“Terror em Silent Hill: Regresso para o Inferno” aposta em maior fidelidade a jogo
Filme retorna à franquia com fidelidade ao jogo, mas perde força ao explicar demais o terror psicológico
A nostalgia dos anos 2000 não poupou nem mesmo as adaptações de videogame que, à época, dividiram público e crítica nos cinemas.
“Terror em Silent Hill: Regresso para o Inferno” marca o retorno do diretor Christophe Gans à franquia após 20 anos, desta vez apostando numa fidelidade maior ao jogo de terror, mas ainda insistindo em oferecer respostas para uma experiência que sempre funcionou melhor pela sugestão.
Agora o protagonista é James, papel de Jeremy Irvine, um pintor alcoólatra atormentado pelo fim de seu relacionamento com Mary (Hannah Emily Anderson), mulher que conheceu por acaso durante uma passagem pela pacata cidade de Silent Hill.
Após uma noite de bebedeira, ele encontra em casa uma carta assinada pela amada, sugerindo um reencontro na cidade, agora tomada por uma névoa que espelha seu próprio estado emocional.

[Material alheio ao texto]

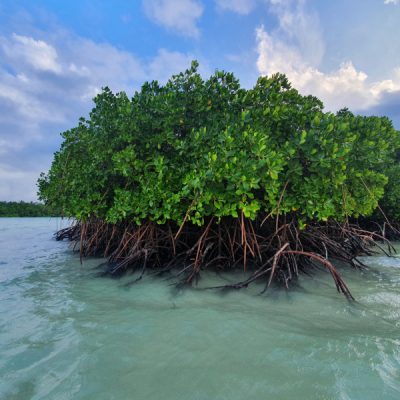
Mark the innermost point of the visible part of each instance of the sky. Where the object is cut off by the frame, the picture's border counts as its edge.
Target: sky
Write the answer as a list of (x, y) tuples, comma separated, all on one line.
[(56, 55)]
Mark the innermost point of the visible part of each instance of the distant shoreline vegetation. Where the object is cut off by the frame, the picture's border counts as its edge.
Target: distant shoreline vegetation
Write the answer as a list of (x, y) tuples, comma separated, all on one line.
[(27, 209), (198, 174)]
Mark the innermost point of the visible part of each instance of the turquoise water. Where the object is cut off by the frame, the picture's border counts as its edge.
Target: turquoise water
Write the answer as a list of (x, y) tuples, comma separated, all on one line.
[(66, 333)]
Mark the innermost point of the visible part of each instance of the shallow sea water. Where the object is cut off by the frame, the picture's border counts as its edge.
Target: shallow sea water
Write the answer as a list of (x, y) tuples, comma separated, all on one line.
[(66, 333)]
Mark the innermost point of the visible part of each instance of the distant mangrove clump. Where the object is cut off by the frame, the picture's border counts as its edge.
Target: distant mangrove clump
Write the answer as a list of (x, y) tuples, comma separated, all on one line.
[(198, 174), (26, 209)]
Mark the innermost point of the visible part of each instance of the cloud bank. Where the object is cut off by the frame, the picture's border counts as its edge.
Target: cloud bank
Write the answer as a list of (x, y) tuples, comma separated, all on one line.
[(46, 85)]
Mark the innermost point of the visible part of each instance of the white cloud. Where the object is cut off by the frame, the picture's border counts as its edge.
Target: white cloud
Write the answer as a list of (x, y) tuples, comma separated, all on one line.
[(242, 7), (175, 15), (36, 53), (284, 50), (40, 99)]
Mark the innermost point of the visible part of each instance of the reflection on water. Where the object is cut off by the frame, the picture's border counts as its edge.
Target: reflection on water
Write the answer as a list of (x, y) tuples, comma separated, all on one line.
[(66, 333)]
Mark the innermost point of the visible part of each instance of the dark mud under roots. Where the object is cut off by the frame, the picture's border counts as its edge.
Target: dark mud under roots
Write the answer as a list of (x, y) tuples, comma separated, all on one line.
[(271, 250)]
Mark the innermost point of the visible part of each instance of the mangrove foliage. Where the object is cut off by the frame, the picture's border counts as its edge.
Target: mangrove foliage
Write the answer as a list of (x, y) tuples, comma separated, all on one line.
[(199, 174)]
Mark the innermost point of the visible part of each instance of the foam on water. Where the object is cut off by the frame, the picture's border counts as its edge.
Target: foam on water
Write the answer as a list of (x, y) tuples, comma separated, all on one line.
[(66, 333)]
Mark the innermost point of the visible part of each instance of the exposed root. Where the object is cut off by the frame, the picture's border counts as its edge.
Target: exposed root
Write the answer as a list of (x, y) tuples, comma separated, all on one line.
[(264, 248)]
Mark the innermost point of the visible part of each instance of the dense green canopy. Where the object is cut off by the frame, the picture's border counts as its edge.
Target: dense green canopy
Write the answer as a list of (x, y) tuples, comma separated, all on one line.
[(195, 148)]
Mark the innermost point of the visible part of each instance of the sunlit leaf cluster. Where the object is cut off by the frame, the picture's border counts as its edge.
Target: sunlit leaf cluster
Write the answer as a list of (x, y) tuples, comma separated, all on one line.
[(195, 148)]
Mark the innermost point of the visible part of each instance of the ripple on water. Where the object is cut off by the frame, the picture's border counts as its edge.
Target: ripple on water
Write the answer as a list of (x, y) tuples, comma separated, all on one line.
[(67, 334)]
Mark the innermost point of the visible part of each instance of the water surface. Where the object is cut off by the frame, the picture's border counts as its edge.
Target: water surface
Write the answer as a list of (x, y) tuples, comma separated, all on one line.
[(66, 333)]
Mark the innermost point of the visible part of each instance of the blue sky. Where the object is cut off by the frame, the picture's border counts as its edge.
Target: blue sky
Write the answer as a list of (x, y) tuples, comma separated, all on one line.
[(55, 56)]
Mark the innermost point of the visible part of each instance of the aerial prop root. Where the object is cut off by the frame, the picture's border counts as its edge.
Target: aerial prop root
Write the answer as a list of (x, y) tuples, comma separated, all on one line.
[(264, 249)]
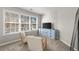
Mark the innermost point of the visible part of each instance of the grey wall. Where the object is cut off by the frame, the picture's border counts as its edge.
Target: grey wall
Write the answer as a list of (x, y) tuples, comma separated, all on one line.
[(65, 23), (6, 38)]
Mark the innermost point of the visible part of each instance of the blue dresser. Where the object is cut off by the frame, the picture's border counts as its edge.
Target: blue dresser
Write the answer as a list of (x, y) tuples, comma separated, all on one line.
[(49, 33)]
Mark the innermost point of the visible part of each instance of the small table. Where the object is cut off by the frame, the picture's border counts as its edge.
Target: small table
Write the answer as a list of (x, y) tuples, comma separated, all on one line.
[(44, 40)]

Como no jogo, James atravessa uma cidade inóspita, marcada por estruturas enferrujadas, prédios em ruínas e criaturas grotescas, em busca de respostas.
Nessa perambulação inicial, Gans demonstra um olhar apurado para um cinema de movimento que evoca, nos bons momentos, o dinamismo dos “Resident Evil” de Paul W. S. Anderson, sobretudo pela forma como a câmera percorre espaços hostis.
A adaptação é até bem-sucedida em transmitir parte da tensão original, sustentada pela reconstrução dos cenários, o cuidado com pequenos detalhes e o uso eficiente de efeitos visuais, que também evidenciam um orçamento menor.
Mas o problema surge quando a sequência decide ser fiel demais. Ao se propor a adaptar de maneira mais direta “Silent Hill 2”, clássico do PlayStation 2 de 2001, que ganhou um remake há dois anos, o filme promove um bombardeio incessante da iconografia da franquia.